Two presidents have been impeached since the foundation of the Sixth Republic of Korea and adoption of the new Constitution of South Korea in 1987. Roh Moo-hyun in 2004 was impeached by the National Assembly but was overturned by the Constitutional Court. Park Geun-hye
in 2016 was impeached by the National Assembly, and the impeachment was
confirmed by the Constitutional Court on March 10, 2017.
Taiwan
In Taiwan, according to the Additional Articles of the Constitution of the Republic of China, impeachment of the president or the vice president by the Legislative Yuan
shall be initiated upon the proposal of more than one-half of the total
members of the Legislative Yuan and passed by more than two-thirds of
the total members of the Legislative Yuan, whereupon it shall be
presented to the grand justices of the Judicial Yuan for adjudication.
Turkey
In Turkey, according to the Constitution, the Grand National Assembly may initiate an investigation of the President, the Vice President or any member of the Cabinet
upon the proposal of simple majority of its total members, and within a
period less than a month, the approval of three-fifth of the total
members. The investigation would be carried out by a commission of fifteen members of the Assembly,
each nominated by the political parties in proportion to their
representation therein. The Commission would submit its report
indicating the outcome of the investigation to the Speaker
within two months. If the investigation is not completed within this
period, the Commission's time renewed for another month. Within ten days
of its submission to the Speaker, the report would be distributed to
all members of the Assembly,
and ten days after its distribution, the report would be discussed on
the floor. Upon the approval of two thirds of the total number of the Assembly by secret vote, the person or persons, about whom the investigation was conducted, may be tried before the Constitutional Court. The trial would be finalized within three months, and if not, a one-time additional period of three months shall be granted.

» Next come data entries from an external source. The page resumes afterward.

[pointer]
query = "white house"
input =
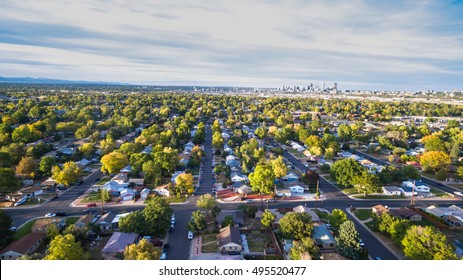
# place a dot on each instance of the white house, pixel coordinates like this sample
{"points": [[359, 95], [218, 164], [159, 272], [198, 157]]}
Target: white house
{"points": [[127, 194], [392, 190], [296, 189]]}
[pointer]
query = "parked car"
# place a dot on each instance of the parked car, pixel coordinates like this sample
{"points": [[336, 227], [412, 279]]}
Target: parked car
{"points": [[165, 248]]}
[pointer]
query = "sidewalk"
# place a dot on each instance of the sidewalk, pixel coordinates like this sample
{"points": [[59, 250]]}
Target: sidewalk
{"points": [[398, 255]]}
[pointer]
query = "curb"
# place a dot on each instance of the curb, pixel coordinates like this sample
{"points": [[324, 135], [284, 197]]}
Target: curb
{"points": [[373, 234]]}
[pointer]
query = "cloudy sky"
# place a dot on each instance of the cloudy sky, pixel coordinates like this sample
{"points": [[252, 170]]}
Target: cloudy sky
{"points": [[360, 44]]}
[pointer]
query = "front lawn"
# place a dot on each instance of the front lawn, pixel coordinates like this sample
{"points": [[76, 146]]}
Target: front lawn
{"points": [[24, 230], [363, 214]]}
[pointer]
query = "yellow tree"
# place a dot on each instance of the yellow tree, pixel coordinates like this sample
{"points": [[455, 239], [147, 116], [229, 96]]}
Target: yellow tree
{"points": [[113, 162]]}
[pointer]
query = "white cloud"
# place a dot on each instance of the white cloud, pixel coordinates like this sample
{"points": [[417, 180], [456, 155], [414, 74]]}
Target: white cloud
{"points": [[260, 43]]}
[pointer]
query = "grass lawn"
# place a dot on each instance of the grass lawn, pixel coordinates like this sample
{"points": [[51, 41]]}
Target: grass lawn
{"points": [[209, 248], [103, 181], [322, 214], [24, 230], [92, 197], [71, 220], [363, 214], [361, 196]]}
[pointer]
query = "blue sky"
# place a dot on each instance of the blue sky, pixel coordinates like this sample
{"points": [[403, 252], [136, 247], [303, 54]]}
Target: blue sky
{"points": [[404, 45]]}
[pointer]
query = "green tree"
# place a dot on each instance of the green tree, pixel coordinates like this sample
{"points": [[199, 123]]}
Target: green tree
{"points": [[347, 242], [26, 167], [267, 219], [46, 164], [279, 167], [296, 225], [65, 248], [197, 222], [344, 171], [68, 175], [144, 250], [6, 234], [206, 202], [8, 181], [113, 162], [426, 243], [337, 218], [157, 213], [435, 160], [304, 249]]}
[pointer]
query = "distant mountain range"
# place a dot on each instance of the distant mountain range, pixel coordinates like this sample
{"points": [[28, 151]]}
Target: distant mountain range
{"points": [[29, 80]]}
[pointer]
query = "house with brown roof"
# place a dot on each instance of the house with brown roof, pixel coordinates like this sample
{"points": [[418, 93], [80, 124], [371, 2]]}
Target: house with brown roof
{"points": [[229, 240], [379, 209], [41, 225], [86, 220], [26, 245], [405, 213]]}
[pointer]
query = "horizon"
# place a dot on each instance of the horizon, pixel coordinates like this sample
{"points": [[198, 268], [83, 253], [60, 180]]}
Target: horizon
{"points": [[392, 46]]}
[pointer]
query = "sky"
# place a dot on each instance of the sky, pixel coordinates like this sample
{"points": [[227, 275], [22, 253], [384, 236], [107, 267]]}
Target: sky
{"points": [[360, 44]]}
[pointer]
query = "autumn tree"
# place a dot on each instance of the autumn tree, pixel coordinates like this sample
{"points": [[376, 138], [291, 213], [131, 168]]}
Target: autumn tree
{"points": [[113, 162], [144, 250], [426, 243], [46, 164], [347, 241], [296, 225], [68, 175], [267, 219], [65, 248]]}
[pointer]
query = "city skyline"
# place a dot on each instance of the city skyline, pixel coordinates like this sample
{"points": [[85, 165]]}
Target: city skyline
{"points": [[398, 45]]}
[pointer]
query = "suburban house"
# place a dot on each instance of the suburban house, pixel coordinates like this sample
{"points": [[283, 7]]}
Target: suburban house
{"points": [[237, 215], [237, 176], [144, 193], [304, 209], [392, 190], [379, 209], [41, 225], [86, 220], [296, 189], [229, 240], [117, 243], [105, 221], [405, 213], [162, 191], [127, 194], [453, 220], [24, 246], [323, 237], [31, 191], [283, 193], [290, 177]]}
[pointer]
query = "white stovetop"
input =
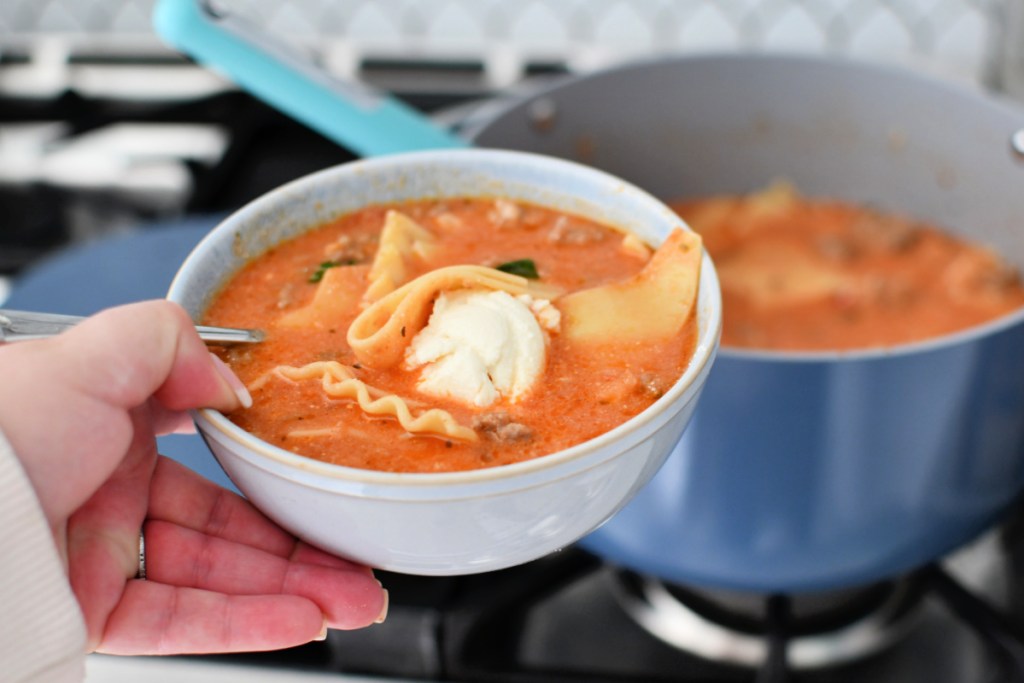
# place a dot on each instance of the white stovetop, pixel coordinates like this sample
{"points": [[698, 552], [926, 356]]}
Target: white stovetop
{"points": [[105, 669]]}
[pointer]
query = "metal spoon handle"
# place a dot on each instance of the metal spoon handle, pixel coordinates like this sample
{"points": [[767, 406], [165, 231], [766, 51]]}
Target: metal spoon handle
{"points": [[24, 326]]}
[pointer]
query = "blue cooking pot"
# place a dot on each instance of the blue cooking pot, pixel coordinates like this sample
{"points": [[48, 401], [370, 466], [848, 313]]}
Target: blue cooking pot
{"points": [[811, 471]]}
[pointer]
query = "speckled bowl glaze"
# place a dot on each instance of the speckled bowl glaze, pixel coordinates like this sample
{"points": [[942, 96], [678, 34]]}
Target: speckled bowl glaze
{"points": [[455, 522]]}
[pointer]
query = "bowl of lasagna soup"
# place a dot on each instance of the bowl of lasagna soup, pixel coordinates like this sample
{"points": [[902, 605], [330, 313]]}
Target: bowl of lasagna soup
{"points": [[471, 358]]}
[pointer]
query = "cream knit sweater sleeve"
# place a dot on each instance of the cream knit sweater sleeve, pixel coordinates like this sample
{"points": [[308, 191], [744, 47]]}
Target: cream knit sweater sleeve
{"points": [[42, 633]]}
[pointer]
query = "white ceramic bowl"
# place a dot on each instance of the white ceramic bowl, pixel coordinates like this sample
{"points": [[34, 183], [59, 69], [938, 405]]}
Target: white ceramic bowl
{"points": [[455, 522]]}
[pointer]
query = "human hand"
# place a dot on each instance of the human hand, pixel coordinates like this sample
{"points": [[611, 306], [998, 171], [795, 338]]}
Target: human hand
{"points": [[82, 412]]}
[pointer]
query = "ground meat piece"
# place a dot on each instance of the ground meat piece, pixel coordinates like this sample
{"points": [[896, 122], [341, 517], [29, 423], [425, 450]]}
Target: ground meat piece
{"points": [[836, 248], [505, 214], [651, 385], [499, 426], [888, 232], [568, 231], [286, 297]]}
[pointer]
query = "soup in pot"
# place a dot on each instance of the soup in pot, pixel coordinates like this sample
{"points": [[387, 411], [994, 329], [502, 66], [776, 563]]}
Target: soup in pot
{"points": [[460, 334], [799, 273]]}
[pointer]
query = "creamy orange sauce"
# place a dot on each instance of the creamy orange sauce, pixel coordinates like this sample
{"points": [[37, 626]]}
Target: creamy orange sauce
{"points": [[581, 395], [819, 274]]}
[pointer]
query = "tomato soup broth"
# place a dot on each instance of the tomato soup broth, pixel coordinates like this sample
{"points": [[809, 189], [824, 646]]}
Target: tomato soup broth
{"points": [[583, 392], [799, 273]]}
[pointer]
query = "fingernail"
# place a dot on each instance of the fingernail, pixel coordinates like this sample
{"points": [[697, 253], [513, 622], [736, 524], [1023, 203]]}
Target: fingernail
{"points": [[232, 381], [323, 634], [383, 615]]}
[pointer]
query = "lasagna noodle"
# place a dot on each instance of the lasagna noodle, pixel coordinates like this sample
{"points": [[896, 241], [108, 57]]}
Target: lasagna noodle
{"points": [[339, 382], [401, 241], [338, 292], [380, 334]]}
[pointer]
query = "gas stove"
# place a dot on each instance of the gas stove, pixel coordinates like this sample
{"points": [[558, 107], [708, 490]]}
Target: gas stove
{"points": [[569, 616]]}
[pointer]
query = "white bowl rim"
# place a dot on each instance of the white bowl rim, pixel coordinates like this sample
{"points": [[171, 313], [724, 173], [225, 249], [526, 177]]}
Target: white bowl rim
{"points": [[706, 347]]}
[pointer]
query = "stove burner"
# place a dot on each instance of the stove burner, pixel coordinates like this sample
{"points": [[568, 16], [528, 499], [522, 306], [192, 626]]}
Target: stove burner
{"points": [[820, 629]]}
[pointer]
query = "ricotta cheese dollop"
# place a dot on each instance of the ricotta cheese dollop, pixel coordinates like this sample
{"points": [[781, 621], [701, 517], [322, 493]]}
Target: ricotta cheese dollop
{"points": [[481, 346]]}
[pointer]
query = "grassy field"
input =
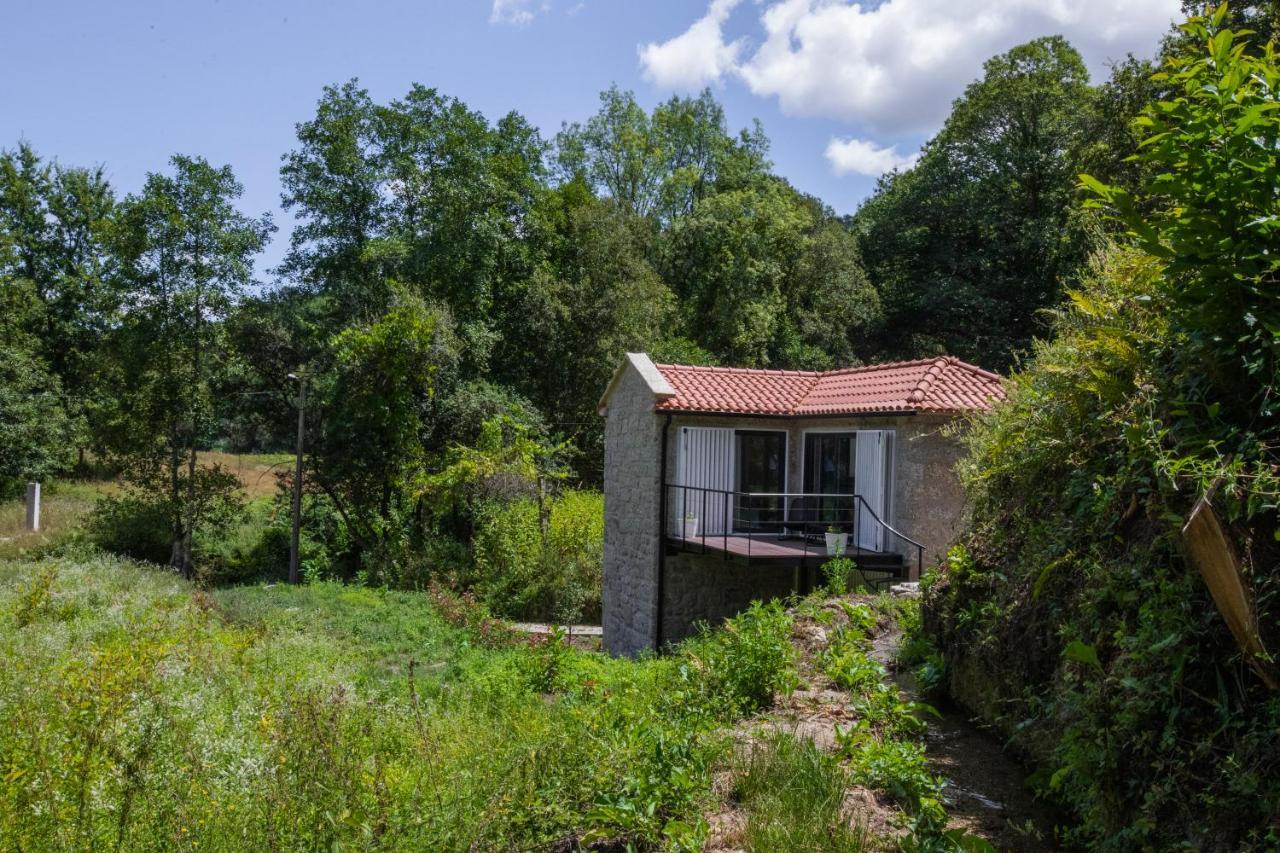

The President, about whom an investigation has been initiated, may not call for an election. The President, who is convicted by the Court, would be removed from office.
The provision of this article shall also apply to the offenses
for which the President allegedly worked during his term of office.
Ukraine
During
the crisis which started in November 2013, the increasing political
stress of the face-down between the protestors occupying Independence
Square in Kiev and the State Security forces under the control of President Yanukovych
led to deadly armed force being used on the protestors. Following the
negotiated return of Kiev's City Hall on February 16, 2014, occupied by
the protesters since November 2013, the security forces thought they
could also retake "Maidan", Independence Square. The ensuing fighting
from 17 through 21 February 2014 resulted in a considerable number of
deaths and a more generalised alienation of the population, and the
withdrawal of President Yanukovych to his support area in the East of
Ukraine.
In the wake of the President's departure, Parliament convened on
February 22; it reinstated the 2004 Constitution, which reduced
Presidential authority, and voted impeachment of President Yanukovych as
de facto
recognition of his departure from office as President of an integrated
Ukraine. The President riposted that Parliament's acts were illegal as
they could pass into law only by Presidential signature.
United Kingdom
In the United Kingdom, in principle anybody may be prosecuted and tried by the two Houses of Parliament for any crime. The first recorded impeachment is that of William Latimer, 4th Baron Latimer during the Good Parliament of 1376. The last was that of Henry Dundas, 1st Viscount Melville in 1806. Over the centuries, the procedure has been supplemented by other forms of oversight including select committees, confidence motions, and judicial review, while the privilege of peers to trial only in the House of Lords was abolished in 1948,
and thus impeachment, which has not kept up with modern norms of
democracy or procedural fairness, is generally considered obsolete.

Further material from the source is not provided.